8.18 Design a key-value store - The System Design Interview Handbook

Here is the step-by-step design for a distributed Key-Value Store, similar to Amazon DynamoDB or Apache Cassandra.

1. Problem Definition and Scope

We are designing a distributed Key-Value (KV) store. This is a NoSQL database that allows applications to store data as a collection of key-value pairs, where the key is a unique identifier and the value is opaque binary data (the system does not need to understand the content).

Main User Groups:
- Application Developers: They use the KV store as the backend for microservices (e.g., storing user sessions, shopping carts, or product preferences).
- System Administrators: They manage the cluster hardware, although the system should be largely self-healing.
Scope: We will focus on the backend architecture required to store, retrieve, and replicate data at scale.
- In Scope: Data partitioning (sharding), replication, consistency models (tunable), read/write paths, and handling node failures.
- Out of Scope: Multi-region replication (we will focus on a single region with multiple availability zones), complex SQL querying, billing, and user authentication.

2. Clarify functional requirements

Must Have:

Put(key, value): Users can store or update a value associated with a key.
Get(key): Users can retrieve the value associated with a key.
Delete(key): Users can remove a key-value pair.
Configurable Consistency: Users can choose between strong consistency (slower) or eventual consistency (faster) for each request.
High Availability: The system must accept writes even if some nodes are down.

Nice to Have:

Versioning: Support for version numbers or timestamps to handle concurrent updates.
TTL (Time To Live): Automatically delete keys after a certain time expiration.

Functional Requirements

3. Clarify non-functional requirements

Scale: Support 100 TB of data and billions of keys.
Throughput: 100,000 queries per second (QPS).
Latency: Ultra-low. Reads and writes should complete in single-digit milliseconds (e.g., < 10ms for 99th percentile).
Availability: "Five nines" (99.999%). We prioritize Availability over Consistency (AP system in CAP theorem) by default, but this is tunable.
Durability: Zero data loss. Data must be replicated across multiple physical nodes (typically 3).
Scalability: Horizontal scaling. We should be able to add cheap servers to the cluster to handle growth.

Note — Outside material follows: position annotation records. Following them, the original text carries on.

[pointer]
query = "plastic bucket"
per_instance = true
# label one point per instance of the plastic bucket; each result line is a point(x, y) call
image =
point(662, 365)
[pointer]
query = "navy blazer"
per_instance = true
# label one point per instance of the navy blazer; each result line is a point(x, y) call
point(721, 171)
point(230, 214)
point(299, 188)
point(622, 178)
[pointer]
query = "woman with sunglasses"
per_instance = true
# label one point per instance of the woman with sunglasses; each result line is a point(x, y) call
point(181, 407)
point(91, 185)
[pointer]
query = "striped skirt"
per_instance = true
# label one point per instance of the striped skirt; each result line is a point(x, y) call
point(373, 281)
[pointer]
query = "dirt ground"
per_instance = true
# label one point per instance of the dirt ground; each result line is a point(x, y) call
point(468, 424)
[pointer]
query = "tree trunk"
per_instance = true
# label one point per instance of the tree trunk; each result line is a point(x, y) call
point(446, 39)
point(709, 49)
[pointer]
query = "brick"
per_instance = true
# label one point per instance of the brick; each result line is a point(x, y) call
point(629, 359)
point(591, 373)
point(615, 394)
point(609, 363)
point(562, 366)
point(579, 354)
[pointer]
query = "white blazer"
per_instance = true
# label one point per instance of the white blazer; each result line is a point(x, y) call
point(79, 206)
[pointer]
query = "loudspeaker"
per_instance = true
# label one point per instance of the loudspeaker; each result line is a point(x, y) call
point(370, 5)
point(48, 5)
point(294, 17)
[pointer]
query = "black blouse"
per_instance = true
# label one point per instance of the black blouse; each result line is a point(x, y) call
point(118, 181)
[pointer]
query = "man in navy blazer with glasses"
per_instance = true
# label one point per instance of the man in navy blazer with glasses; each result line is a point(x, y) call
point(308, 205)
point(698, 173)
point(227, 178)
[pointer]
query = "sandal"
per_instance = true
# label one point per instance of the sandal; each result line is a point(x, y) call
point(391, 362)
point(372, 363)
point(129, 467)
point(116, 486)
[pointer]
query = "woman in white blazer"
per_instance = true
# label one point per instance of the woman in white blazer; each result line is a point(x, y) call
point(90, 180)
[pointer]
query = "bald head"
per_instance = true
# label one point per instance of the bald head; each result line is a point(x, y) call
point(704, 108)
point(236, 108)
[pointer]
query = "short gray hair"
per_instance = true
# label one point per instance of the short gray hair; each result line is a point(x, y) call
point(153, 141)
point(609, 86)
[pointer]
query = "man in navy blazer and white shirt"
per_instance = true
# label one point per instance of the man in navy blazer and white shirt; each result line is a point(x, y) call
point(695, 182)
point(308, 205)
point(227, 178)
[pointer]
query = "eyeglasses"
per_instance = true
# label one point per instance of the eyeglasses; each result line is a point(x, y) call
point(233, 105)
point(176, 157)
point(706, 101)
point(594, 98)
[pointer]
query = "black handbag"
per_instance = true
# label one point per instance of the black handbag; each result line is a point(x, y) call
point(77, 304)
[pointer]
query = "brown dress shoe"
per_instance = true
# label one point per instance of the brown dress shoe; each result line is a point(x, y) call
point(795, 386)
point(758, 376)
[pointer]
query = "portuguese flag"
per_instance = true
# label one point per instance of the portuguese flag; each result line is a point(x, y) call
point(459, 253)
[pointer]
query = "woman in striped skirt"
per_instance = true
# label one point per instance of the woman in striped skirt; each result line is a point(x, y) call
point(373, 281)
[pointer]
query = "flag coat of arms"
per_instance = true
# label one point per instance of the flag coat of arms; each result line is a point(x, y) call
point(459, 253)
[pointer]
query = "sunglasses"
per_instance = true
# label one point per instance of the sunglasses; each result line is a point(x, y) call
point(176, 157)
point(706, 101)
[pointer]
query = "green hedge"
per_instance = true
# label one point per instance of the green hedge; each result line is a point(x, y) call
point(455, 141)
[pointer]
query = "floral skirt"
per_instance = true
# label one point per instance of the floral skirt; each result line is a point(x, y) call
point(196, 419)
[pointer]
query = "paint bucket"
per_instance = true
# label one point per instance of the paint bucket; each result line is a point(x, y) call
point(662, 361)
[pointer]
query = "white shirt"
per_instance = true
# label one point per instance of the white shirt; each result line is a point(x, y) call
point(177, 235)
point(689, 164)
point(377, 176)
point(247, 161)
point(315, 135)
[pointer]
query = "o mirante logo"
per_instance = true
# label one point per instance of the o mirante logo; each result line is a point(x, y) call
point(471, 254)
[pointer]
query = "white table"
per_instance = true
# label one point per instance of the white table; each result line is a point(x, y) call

Non-Functional Requirements

4. Back of the envelope estimates

Storage Requirements:
- Average object size: 2 KB.
- Total Data Target: 100 TB.
- Number of records: 100 TB / 2 KB = 50 Billion records.
- Replication: We will store 3 copies of every piece of data.
- Total Raw Storage = 100 TB * 3 = 300 TB.
Throughput & Bandwidth:
- QPS: 100,000 requests/sec.
- Let's assume 50% Reads / 50% Writes.
- Incoming Bandwidth: $100,000 \times 2 \text{ KB} = 200 \text{ MB/sec}$.
- Internal Replication Bandwidth: Write traffic(100 MB/s) $\times$ 3 replicas = 300 MB/s internal traffic just for writes.
Node Estimation:
- If one modern server handles 2 TB of disk and 5,000 QPS safely:
- Storage needs: $300 \text{ TB} / 2 \text{ TB} = 150 \text{ servers}$.
- QPS needs: $100,000 / 5,000 = 20 \text{ servers}$.
- We go with the higher number (storage bound). We need roughly 150 servers.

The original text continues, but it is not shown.